À l’occasion du 65ᵉ anniversaire de l’indépendance du Gabon, le président de la Transition, Brice Clotaire Oligui Nguema, a livré un discours solennel empreint de gravité et d’espérance. Plaçant son propos sous le signe du patriotisme et de l’appropriation nationale, le chef de l’État a exhorté les Gabonais à se réapproprier leur destin collectif et à refuser toute forme d’aliénation.
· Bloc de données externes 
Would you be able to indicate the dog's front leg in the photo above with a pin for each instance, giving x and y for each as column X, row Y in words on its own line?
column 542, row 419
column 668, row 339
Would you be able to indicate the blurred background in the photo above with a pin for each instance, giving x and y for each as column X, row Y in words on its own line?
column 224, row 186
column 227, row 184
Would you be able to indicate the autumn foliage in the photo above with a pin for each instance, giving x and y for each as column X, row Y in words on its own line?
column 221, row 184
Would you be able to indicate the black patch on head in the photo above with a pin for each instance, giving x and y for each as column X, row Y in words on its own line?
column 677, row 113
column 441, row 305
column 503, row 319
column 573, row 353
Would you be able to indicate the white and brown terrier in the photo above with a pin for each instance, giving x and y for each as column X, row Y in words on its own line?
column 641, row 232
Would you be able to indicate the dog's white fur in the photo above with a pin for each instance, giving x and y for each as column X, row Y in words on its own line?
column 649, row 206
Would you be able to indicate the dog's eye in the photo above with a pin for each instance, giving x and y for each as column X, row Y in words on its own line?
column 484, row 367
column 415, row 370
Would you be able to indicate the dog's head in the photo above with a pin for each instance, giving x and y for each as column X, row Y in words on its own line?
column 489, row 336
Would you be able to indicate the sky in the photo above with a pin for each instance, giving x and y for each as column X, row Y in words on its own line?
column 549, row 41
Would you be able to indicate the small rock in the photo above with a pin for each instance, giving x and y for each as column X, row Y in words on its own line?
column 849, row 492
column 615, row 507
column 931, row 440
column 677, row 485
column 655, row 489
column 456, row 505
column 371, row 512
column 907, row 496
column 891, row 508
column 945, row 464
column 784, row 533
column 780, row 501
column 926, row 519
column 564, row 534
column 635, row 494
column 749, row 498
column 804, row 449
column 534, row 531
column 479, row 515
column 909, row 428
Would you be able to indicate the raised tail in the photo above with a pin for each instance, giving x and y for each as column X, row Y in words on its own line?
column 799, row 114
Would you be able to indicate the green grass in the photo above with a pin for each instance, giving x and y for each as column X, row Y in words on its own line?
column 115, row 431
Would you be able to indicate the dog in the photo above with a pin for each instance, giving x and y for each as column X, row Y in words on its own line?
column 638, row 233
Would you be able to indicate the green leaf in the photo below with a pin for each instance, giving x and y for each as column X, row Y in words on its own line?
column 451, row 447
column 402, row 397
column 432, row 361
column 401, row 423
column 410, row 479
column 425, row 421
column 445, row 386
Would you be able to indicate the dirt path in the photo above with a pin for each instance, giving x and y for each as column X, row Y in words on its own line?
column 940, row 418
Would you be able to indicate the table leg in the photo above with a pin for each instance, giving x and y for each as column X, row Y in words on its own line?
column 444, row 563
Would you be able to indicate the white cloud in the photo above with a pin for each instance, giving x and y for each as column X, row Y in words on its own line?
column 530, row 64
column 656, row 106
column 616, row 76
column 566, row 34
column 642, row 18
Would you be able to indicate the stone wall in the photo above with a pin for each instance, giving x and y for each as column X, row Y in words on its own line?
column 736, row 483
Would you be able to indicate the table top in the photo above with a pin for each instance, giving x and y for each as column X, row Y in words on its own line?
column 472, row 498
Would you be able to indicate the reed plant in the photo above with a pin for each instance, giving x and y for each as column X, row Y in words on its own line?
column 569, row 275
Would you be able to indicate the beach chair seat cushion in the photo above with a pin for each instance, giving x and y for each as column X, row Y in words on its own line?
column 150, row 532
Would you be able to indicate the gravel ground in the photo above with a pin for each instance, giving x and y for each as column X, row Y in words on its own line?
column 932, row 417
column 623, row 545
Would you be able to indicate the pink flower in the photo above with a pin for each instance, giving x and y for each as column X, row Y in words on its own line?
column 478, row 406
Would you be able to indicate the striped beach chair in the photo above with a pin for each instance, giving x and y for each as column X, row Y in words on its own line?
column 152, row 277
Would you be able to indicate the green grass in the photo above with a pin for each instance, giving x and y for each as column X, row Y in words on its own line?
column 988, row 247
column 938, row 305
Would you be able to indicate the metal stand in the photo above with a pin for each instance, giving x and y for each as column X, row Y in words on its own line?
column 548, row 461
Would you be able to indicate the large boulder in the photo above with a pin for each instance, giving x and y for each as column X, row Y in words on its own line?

Dans une époque marquée par les turbulences économiques et sociales, ce discours se voulait autant une célébration qu’une invitation au sursaut.
Le président a insisté sur le fait que l’indépendance politique acquise en 1960 ne saurait avoir de sens si elle n’était pas consolidée par une indépendance économique, culturelle et morale. « La Nation, a-t-il rappelé, ne se construit pas par procuration, mais par l’engagement quotidien de chacun. » Cet appel à la responsabilité citoyenne résonne fortement dans un contexte où de nombreux jeunes se sentent délaissés, confrontés au chômage massif et à la précarité, tandis que les fractures sociales s’accentuent.
Au-delà du rappel historique, Oligui Nguema a cherché à ancrer son propos dans les réalités contemporaines. Face aux défis de la mondialisation et aux pressions extérieures, il a plaidé pour un sursaut patriotique afin que le Gabon ne demeure pas prisonnier d’une dépendance structurelle. Cette injonction à « s’approprier la Nation » se veut une réponse à l’érosion du sentiment national, affaibli par la corruption, les injustices sociales et la défiance envers les institutions.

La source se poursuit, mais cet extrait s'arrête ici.